Khartoum’s skeptics wrongly think that if the South goes solo, she will be orphaned. On the contrary, the South has a good partner in Kenya even Uganda. Presently, the South gets almost all of its supplies from and through Kenya. Kenya has hosted Southerners since the inception of the concept of emancipation. Nairobi was a hub and bastion for leaders of Southern Sudan's freedom fighters. So, warm and strong was the relationship between Kenya and the late John Garang. Southern Sudan will thus be more at home doing business with a reliable and supportive partner than the suspicious and bully one.

Being a baby in the making, Southern Sudan has a brighter future in the East African Community than in Khartoum. After all, Khartoum needs the South more than the South needs it thanks to how it underdeveloped, degraded, neglected and exploited it for long. There is nothing that gears the North to support the re-unification of Sudan but resources in the South, especially oil. Will the South allow itself to be bitten twice?

Racism and ideological differences

North Africans regard themselves as Arabs. Northerners discriminate against Southerners for two reasons: One, Southerners are either Christians or traditionalists and two, they’re blacker than they. With time, the perception of colour-though artificially conceived (for even northerners are Africans)-and hate influence from the Arab world is likely to go even deeper. Northerners do not like Southerners. But given that the South is awash with oil, they’ve no alternative.

Incorporating South Sudan in the East African Community should be done with all assurance and urgency as it has more to offer than Burundi and Rwanda put together.

Another thing that is likely to force Khartoum regime to its knees is the whole burden of Darfur. There are fears that Darfur may team up with the oil-rich South so as to take and Square circle on the north and assume power of the whole Sudan thereby making the dominant northerners to become subjects of their former subjects. This shocks President Omar Bashir to the bone.

Though separation defeats the spirit of African unity, it is better than wasting time wrangling and scheming against one another. Hither we can borrow a leaf from Eritrea.
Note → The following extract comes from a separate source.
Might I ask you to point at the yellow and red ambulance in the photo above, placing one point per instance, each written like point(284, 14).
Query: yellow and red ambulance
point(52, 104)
Its secession from Ethiopia enhanced peace and tranquility in the region.

On the one hand, some people are blaming Mayardit as being myopic and a separatist different from his predecessor, the late John Garang de Mabior Atem who wanted to take Khartoum through the ballot box. It must be appreciated that things have changed since the untimely demise of Garang. By then it was easy to take Khartoum by the way of referendum. But currently, it is easy to take Khartoum and re-unify Sudan by going solo so as to team up with Darfur and reclaim it.

Khartoum, without oil, will be nothing but a sitting duck. Though many fear that marriage of convenience with China can hamper its reclamation, this is hogwash. China, just like any other moneymaker, will bet on the winning horse. This being the situation, it remains to be seen if going solo for South Sudan means gain or peril.